Aber man will ja nicht die „normalen“ Trinker hier treffen, die sorgen ja auch im Bordbistro für guten Umsatz. Im Zweifel ist das also nur eine Maßnahme, um missliebige Leute aus den Bahnhöfen zu entfernen. Man hat jetzt einen Grund mehr zur Hand.
In dem Kontext ist die Durchsetzung kein Problem und auch nicht absolut notwendig. Mit dem Rauchen hats ja prinzipiell funktioniert. Gibt ja nur noch wenige Menschen ohne Rücksicht, die sich nicht an die Raucherecken auf dem Bahnsteig halten. Gleichermaßen sollte das zu einer Ächtung von offensichtlichem Alkoholkonsum in der Bahnhofshalle führen. Wenn mal zwischendurch einer sein Feierabend Bier auf dem Weg zum Zug zu früh aufmacht, ja mei…
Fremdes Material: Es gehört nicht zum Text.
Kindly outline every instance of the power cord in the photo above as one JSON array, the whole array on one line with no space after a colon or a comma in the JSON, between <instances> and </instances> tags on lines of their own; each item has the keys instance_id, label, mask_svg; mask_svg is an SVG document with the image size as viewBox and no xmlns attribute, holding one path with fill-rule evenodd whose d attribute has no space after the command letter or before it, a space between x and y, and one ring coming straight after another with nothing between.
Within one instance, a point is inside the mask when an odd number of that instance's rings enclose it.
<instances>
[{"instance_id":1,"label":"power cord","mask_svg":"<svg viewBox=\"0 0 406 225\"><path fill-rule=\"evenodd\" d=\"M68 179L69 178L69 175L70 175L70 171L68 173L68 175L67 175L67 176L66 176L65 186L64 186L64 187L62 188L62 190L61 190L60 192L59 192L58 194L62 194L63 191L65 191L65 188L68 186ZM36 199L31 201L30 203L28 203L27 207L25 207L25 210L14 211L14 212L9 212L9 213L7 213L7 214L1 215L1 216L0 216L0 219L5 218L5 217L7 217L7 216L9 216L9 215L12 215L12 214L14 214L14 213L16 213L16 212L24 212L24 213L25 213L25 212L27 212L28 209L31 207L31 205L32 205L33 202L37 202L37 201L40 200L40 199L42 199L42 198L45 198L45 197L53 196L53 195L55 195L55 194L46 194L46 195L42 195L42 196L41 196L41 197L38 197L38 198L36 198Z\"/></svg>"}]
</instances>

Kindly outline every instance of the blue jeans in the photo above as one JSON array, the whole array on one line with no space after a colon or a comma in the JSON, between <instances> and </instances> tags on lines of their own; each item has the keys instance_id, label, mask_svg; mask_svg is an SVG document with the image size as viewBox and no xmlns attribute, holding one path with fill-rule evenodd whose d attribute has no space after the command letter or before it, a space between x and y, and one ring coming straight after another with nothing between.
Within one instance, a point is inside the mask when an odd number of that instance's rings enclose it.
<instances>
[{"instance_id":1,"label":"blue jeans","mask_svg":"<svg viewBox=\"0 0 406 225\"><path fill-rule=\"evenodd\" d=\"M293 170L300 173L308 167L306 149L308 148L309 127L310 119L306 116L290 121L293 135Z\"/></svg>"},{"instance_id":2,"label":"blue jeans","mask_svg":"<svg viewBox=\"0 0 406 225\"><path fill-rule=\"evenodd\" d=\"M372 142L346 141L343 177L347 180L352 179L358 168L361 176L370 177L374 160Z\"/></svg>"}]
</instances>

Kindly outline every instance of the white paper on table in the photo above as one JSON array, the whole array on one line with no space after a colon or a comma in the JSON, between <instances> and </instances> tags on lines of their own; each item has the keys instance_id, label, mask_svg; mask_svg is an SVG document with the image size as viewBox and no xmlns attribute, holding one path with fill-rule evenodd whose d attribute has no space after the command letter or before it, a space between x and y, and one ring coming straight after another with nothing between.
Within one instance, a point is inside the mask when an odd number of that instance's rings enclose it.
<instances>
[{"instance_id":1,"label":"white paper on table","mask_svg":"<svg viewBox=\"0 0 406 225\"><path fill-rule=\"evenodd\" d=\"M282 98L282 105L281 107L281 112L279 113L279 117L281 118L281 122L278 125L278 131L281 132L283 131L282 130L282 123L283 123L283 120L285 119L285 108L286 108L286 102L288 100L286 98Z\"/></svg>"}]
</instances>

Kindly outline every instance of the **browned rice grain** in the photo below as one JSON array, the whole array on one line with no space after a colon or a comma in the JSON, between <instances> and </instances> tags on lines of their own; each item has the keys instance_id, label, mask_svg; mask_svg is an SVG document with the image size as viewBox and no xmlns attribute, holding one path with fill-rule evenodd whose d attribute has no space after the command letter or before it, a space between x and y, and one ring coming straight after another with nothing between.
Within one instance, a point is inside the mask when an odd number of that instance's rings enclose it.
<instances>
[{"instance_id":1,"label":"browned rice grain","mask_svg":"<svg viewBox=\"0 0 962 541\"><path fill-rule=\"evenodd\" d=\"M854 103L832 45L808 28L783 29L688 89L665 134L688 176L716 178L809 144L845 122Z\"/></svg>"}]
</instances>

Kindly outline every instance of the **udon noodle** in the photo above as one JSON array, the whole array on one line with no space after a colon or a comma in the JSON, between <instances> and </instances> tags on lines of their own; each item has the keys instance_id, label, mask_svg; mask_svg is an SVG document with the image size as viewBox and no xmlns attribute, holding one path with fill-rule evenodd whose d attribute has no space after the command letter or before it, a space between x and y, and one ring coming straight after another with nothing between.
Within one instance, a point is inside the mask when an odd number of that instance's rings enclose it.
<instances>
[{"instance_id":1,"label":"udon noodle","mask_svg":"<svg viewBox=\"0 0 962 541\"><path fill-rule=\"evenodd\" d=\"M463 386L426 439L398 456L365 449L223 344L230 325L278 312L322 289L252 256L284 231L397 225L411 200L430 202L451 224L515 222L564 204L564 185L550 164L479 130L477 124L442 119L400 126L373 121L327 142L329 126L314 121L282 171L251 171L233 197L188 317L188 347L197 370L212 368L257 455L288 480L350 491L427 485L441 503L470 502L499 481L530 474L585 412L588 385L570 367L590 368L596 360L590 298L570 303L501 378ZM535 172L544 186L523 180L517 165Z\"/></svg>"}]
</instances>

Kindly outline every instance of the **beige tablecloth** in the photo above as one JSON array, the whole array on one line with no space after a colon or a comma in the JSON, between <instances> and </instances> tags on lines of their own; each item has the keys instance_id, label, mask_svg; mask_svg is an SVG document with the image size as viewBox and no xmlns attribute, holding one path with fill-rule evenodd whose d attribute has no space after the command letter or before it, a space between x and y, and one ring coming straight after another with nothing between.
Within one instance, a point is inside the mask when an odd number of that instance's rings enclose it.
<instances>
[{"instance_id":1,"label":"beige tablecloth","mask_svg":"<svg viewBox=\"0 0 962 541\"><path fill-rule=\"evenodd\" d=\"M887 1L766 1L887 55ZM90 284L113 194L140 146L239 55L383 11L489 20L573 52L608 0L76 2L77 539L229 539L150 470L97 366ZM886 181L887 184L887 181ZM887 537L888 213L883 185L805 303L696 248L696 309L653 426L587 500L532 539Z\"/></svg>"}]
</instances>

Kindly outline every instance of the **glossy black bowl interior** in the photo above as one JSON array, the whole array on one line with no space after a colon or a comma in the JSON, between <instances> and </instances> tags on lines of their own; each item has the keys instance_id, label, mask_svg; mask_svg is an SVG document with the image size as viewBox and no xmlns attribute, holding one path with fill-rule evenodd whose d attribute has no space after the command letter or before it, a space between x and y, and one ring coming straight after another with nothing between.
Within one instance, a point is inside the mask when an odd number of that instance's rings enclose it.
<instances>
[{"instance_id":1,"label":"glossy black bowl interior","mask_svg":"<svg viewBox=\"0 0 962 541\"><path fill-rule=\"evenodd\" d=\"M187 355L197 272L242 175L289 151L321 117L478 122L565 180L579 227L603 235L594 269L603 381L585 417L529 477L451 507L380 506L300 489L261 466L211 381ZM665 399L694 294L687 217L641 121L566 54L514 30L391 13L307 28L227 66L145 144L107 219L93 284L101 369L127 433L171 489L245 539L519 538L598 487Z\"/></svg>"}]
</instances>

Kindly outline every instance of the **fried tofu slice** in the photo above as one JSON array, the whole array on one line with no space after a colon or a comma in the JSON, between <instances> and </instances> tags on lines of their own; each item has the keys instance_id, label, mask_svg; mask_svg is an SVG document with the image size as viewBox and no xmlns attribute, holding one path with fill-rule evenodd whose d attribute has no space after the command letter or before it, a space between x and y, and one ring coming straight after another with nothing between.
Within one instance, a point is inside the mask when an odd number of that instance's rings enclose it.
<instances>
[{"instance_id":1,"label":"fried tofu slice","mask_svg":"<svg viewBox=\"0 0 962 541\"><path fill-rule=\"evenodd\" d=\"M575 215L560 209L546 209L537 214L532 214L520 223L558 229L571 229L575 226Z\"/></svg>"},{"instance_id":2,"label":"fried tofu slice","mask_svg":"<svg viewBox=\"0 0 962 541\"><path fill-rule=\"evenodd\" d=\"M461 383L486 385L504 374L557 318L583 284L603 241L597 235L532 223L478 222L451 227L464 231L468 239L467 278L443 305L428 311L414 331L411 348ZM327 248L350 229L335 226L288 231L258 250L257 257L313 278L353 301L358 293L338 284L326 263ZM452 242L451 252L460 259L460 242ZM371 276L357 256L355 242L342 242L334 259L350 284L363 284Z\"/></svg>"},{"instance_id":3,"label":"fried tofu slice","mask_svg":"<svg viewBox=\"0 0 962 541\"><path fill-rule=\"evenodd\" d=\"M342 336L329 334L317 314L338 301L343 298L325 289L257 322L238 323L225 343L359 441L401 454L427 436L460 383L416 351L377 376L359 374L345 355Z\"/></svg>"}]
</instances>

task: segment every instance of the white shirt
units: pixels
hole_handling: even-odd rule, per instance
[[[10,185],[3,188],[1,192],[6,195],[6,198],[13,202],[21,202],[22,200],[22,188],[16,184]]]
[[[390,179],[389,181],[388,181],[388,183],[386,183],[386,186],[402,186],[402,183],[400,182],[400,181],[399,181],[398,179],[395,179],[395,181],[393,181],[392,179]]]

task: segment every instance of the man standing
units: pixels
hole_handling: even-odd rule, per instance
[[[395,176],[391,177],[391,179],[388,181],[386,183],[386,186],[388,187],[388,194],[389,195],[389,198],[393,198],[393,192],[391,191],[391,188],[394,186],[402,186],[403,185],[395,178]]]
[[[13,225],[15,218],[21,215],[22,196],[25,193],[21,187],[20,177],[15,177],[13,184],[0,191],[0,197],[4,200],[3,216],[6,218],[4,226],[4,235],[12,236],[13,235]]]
Aber spannend wirds natürlich auch für „Erlebnisreisende“. Die gefühlten Mittvierziger Damen machen ihr Sektchen meist erst im Zug auf, sind also safe. Die Junggesellenabschiede müssen sich auf dem Bahnsteig halt noch gedulden, sollte kein Problem sein. Besser wirds für alle, wenn man damit auch die betrunkenen Fußballfans etwas einschränken kann.
Insgesamt finde ich eine voranschreitende Ächtung der Volksdroge #1 auch begrüßenswert. Würde mich aber über Wege freuen, die das Feierabendbier nicht gleich mitverbieten.